MacK-Detlefsen B.,Kliniken der Stadt Koeln GGmbH |
Boemers T.M.,Kliniken der Stadt Koeln GGmbH |
Groneck P.,Klinikum Leverkusen |
Bald R.,Klinikum Leverkusen
Journal of Pediatric Surgery | Year: 2011
Placental mesenchymal dysplasia (PMD) is an uncommon disorder that has to be differentiated histologically from a partial mole.

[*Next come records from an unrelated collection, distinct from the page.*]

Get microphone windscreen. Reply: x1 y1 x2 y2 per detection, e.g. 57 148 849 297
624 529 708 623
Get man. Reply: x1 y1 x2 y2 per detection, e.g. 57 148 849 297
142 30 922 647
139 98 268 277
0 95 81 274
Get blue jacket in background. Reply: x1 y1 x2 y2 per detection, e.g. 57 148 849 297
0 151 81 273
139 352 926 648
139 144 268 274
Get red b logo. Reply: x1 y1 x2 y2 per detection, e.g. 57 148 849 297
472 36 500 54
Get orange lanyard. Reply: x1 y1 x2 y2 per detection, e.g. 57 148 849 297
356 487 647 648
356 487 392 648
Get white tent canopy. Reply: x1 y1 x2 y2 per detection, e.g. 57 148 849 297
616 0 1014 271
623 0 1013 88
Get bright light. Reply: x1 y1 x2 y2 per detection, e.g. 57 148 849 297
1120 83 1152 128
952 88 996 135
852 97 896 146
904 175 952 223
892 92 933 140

In contrast to a hydatitiform mole, PMD can coexist with a viable fetus. Placental mesenchymal dysplasia is characterized by placentomegaly and dilatation of the chorionic vessels. In our case, multiple hepatic mesenchymal hamartomas in a preterm were associated with PMD. This association is an extremely rare anomaly. Mesenchymal hamartomas occur in 5% of all primary liver tumors in children and are generally benign lesions. © 2011 Elsevier Inc.